At the end of the path which is covered by grass I found the golden memories. 

Something like that.


----------



## Gavril

jonquiliser said:


> Hello,
> 
> At the end of the path which is covered by grass I found the golden memories.
> 
> Something like that.



Is _kultainen muisto _a normal expression in Finnish?

If not, is it possible that _muistot _is (in this case) a shortened form of _muistomerkit_?


----------



## sakvaka

It's very normal, just as _kultainen nuoruus_ (golden youth). We have also the saying _aika kultaa muistot_ (time sweetens the memories).

_Muistomerkit_ is not possible.


----------



## hui

Gavril said:


> Is _kultainen muisto _a normal expression in Finnish?

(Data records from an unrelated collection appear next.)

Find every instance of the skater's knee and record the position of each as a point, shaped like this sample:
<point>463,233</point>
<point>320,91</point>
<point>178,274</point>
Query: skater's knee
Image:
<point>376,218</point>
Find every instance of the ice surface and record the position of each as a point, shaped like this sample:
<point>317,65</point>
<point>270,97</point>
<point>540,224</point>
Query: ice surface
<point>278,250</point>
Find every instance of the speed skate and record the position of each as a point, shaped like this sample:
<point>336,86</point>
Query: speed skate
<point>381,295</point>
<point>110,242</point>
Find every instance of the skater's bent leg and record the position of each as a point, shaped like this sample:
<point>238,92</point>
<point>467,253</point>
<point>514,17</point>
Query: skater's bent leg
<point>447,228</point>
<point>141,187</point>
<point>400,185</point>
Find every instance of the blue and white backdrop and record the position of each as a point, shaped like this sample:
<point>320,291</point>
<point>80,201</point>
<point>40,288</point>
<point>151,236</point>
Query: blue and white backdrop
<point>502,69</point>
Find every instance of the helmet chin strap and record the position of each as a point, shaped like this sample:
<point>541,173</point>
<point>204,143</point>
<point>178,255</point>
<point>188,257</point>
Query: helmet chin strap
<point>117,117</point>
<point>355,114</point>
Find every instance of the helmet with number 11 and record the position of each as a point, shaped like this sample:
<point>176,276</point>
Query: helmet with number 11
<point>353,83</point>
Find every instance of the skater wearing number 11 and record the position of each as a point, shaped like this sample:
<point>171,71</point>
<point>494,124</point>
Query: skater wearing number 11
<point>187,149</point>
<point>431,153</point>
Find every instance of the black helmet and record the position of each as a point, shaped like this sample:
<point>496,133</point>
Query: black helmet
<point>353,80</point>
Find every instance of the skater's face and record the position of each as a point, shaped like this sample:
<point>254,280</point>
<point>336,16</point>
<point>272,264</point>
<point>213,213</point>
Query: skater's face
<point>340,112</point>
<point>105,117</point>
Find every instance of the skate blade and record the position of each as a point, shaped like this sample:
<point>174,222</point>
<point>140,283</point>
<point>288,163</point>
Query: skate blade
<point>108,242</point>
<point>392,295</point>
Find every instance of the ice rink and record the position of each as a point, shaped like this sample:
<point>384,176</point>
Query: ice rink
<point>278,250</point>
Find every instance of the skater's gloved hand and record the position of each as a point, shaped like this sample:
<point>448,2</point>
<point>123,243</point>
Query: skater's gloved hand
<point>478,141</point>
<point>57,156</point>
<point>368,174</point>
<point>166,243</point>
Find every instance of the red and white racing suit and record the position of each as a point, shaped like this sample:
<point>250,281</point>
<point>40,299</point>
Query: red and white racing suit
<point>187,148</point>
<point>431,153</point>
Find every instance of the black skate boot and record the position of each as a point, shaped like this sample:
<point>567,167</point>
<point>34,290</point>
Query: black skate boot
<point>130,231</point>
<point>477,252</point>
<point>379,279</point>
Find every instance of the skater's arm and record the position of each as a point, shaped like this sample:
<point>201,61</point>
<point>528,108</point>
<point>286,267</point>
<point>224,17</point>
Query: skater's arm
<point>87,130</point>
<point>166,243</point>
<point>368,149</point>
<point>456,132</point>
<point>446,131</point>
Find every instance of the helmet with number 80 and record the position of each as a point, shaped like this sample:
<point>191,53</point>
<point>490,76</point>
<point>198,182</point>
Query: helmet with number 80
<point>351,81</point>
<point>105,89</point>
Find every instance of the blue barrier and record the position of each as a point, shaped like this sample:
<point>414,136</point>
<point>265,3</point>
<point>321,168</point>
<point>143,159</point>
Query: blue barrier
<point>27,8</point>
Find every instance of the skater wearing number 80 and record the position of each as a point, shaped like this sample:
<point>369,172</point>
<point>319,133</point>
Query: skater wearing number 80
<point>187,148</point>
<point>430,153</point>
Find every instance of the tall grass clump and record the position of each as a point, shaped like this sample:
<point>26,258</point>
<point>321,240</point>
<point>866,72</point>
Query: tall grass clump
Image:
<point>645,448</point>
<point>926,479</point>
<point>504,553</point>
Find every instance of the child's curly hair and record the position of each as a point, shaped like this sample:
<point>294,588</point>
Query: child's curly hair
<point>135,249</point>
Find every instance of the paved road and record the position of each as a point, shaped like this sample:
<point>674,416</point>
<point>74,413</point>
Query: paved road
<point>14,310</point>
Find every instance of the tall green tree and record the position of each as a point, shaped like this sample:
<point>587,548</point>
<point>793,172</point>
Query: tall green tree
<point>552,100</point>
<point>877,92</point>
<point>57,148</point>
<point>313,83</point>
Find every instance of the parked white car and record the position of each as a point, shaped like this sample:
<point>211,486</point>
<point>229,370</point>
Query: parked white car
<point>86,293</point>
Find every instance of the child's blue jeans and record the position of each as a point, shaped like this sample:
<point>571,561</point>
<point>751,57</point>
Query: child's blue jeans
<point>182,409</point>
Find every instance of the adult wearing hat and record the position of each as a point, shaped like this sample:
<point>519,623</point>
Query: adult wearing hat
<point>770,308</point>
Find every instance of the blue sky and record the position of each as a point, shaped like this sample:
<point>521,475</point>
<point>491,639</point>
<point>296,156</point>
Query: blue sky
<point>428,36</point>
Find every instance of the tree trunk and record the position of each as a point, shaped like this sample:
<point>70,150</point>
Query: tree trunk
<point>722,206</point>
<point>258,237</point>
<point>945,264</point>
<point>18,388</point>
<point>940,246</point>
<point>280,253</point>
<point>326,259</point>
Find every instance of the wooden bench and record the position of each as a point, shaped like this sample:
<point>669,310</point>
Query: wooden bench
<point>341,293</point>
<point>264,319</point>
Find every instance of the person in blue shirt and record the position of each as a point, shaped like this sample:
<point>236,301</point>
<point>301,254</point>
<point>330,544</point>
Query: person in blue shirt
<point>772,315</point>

Yes, in plural: _kultaiset muistot._



> If not, is it possible that _muistot _is (in this case) a shortened form of _muistomerkit_?


No. If the meaning were _muistomerkit_, the writer has completely failed to express it.

Although _muisto _can mean _muistomerkki_, (1) ruins, remnant, relic, mark of natural event, or (2) monument, neither of those fit in the romantic / poetic / figurative language used. It could also be short form of _muistoesine_ (keepsake, memento) but that does not sound much better.

_Ruohottunut polku _is also a poetic expression (in some sence, at least).


----------